Portents for UK production

Higher petroleum taxes imposed last year are hitting UK field development, and prod-uction targets are proving to be elusive. These were among the warnings the UK Offshore Operators Association issued in its 2002 Economic Report. Ukooa counted 260 oil and gas fields either in production or under development on the UK continental shelf (UKCS), up from 248 in 2001. Total remaining reserves were also 1 Bboe higher, at 11 Bboe. However, there was a fall in planned new developments last year from 148 to 84.

Another discouraging conclusion is that operating costs are set to climb from $4.10/boe last year to $4.90/boe in 2010. As the UKCS is already seen as a high-cost region, this will further damage its competitive rating globally.

The government/industry target of 3 MMboe/d through 2010 is becoming harder to achieve. Ukooa identified a shortfall of 650,000 boe/d. Total oil and gas production between 2002-2010 is now put at 12.9 Bboe, around 370 MMboe below the figure predicted in 2001.

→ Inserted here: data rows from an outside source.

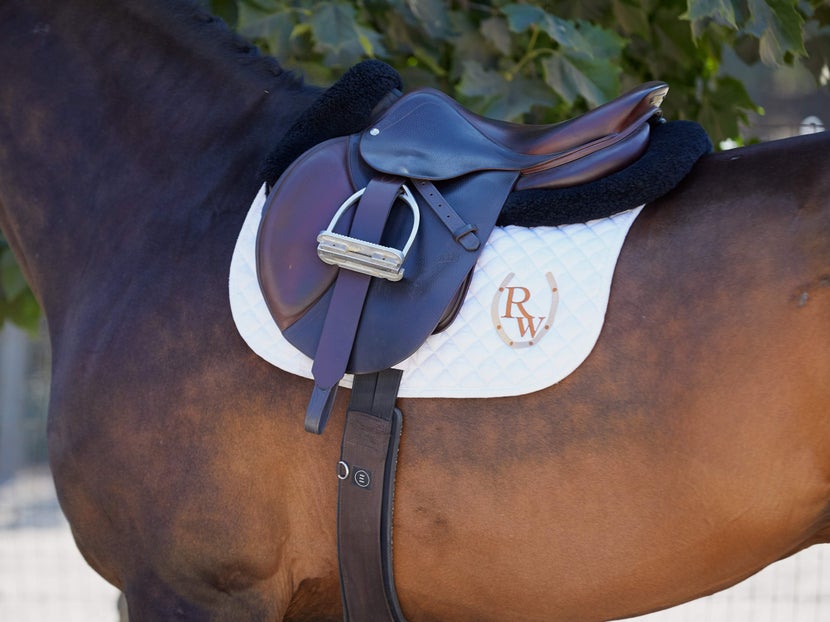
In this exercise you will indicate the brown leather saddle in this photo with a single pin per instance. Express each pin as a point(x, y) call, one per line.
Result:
point(367, 240)
point(365, 248)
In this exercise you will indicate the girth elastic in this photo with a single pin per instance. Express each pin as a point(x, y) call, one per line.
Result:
point(366, 471)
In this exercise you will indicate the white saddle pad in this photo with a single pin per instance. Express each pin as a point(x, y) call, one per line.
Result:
point(533, 313)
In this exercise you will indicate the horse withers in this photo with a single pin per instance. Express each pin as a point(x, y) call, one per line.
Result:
point(690, 450)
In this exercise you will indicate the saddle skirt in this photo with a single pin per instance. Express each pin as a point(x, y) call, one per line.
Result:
point(533, 313)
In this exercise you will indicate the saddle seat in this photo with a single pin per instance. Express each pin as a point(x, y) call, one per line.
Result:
point(367, 241)
point(428, 135)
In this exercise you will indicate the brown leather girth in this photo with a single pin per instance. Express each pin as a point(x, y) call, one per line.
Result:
point(368, 457)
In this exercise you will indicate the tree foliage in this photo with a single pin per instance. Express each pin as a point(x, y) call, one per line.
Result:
point(536, 62)
point(547, 61)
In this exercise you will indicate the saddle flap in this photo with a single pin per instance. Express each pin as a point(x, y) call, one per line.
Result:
point(397, 316)
point(424, 136)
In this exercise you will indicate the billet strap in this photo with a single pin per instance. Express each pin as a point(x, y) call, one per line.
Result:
point(366, 471)
point(343, 315)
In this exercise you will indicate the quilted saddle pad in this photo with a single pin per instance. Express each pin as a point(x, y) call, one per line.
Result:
point(533, 313)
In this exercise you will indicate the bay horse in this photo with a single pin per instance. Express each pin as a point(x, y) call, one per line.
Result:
point(690, 450)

This decline is in spite of a large contribution in the second half of the decade from Buzzard, Britain's largest new discovery since the 1980s. Much of the tail-off is due to a negative re-assessment of the commerciality of remaining gas deposits on the UKCS. This partly explains why the owners of the Interconnector trunkline between Bacton and The Netherlands plan to double import capacity from 2006 to 1.6 bcf/d.

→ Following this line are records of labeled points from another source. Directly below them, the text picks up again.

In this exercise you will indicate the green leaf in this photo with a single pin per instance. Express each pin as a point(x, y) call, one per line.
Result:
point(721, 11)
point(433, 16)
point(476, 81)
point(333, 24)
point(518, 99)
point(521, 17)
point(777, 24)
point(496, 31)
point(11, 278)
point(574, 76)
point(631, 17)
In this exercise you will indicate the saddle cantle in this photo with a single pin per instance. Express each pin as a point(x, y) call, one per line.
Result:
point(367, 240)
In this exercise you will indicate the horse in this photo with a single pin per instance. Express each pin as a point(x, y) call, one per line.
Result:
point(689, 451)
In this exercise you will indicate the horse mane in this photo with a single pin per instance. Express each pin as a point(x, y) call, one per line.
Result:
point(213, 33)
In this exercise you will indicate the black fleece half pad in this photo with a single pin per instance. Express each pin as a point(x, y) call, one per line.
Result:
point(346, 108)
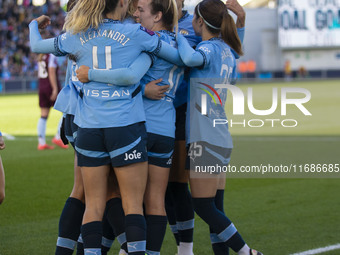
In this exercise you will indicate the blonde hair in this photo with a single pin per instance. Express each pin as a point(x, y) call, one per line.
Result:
point(169, 12)
point(84, 15)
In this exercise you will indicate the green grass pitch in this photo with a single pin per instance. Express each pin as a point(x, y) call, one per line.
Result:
point(278, 216)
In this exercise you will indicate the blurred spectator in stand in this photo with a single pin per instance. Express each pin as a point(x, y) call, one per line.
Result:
point(15, 56)
point(302, 73)
point(288, 71)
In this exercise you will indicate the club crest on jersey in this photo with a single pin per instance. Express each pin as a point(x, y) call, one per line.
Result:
point(184, 32)
point(147, 30)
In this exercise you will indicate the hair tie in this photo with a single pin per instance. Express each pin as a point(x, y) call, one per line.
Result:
point(206, 22)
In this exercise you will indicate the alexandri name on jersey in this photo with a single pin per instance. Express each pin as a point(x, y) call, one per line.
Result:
point(108, 33)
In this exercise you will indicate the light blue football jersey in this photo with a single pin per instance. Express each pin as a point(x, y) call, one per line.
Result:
point(185, 28)
point(219, 68)
point(67, 98)
point(160, 114)
point(113, 45)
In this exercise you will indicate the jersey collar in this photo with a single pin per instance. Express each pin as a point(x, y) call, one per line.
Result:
point(185, 15)
point(106, 20)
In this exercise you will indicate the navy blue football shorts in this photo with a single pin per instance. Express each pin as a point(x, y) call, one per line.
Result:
point(203, 154)
point(70, 129)
point(160, 150)
point(181, 112)
point(118, 146)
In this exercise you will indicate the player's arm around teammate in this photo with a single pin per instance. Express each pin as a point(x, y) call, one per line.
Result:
point(129, 163)
point(159, 16)
point(219, 38)
point(2, 171)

Despite the apparently sluggish picture, the report reveals that $5.1 billion in assets changed hands in the UK sector last year, and BP has since concluded two major property deals with Apache and Perenco. New entrants continue to be attracted; however, the report also points out that the cost of capital for start-up companies on the shelf may be 22-28%, which means they need to also deliver high returns (above 20%) on their new projects. Ukooa believes that unless the government eases its tax take, now between 40% and 70%, its hopes of encouraging more participants may be thwarted.

Venture revives Chestnut

Ukooa's current president is also head of Venture Production, one of the new intake. In March, Aberdeen-based Venture brought onstream Sycamore, its second operated subsea development in "Trees" block 16/12a, which it acquired from Lasmo in 2000. As with its predecessors Larch and Birch, the host platform is Marathon's Brae A in the central North Sea. Sycamore is being developed in phases, ultimately with three oil producers and two water injector wells gathered at a seabed manifold, linked by a 4.5-km flowline and control bundle to the Birch/Larch pipeline.

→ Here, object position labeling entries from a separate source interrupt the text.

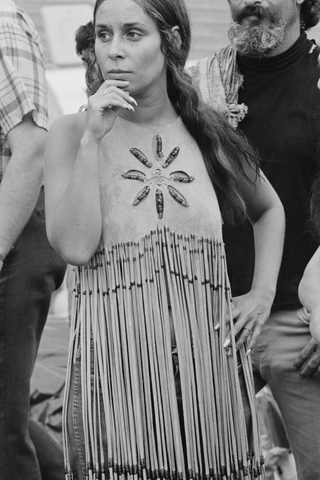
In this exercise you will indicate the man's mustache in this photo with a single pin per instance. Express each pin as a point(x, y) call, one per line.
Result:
point(252, 10)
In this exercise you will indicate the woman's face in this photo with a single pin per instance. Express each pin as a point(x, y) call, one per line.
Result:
point(128, 46)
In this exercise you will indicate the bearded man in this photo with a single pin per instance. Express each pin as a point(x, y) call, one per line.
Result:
point(266, 84)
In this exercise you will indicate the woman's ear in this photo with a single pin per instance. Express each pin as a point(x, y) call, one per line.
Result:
point(176, 34)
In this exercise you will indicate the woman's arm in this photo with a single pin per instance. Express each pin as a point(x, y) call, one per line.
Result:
point(266, 213)
point(73, 209)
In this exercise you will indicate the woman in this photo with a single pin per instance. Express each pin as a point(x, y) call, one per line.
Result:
point(136, 190)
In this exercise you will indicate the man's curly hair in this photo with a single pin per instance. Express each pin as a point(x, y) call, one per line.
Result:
point(309, 14)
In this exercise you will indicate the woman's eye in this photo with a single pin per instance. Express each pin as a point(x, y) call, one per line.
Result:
point(103, 35)
point(134, 35)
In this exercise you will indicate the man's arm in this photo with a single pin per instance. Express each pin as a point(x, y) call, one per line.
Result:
point(21, 183)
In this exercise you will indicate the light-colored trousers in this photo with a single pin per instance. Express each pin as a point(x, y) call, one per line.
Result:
point(284, 335)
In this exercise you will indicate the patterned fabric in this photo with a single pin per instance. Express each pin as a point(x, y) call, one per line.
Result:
point(217, 79)
point(22, 76)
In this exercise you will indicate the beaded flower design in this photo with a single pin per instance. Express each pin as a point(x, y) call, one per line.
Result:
point(158, 176)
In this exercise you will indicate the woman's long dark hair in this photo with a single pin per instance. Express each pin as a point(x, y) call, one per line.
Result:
point(224, 150)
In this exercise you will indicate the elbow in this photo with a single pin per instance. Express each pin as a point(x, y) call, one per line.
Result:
point(73, 253)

Venture's strategy is to prove up extra res-erves from others' unwanted assets. In this case, it undertook a comprehensive geological and geophysical reinterpretation over the Sycamore area in mid-2001. Venture has also just become operator of the Chestnut oil field in block 22/21, after acquiring Amerada Hess' 50% interest. Here an extended well test was conducted in 2001 for four months using Brøvig vessel Crystal Ocean, but afterwards, the project went quiet. Venture is now looking for a third party platform in the area for a subsea tieback, with a scheme incorporating water injection. Reserves are around 16.25 MMboe.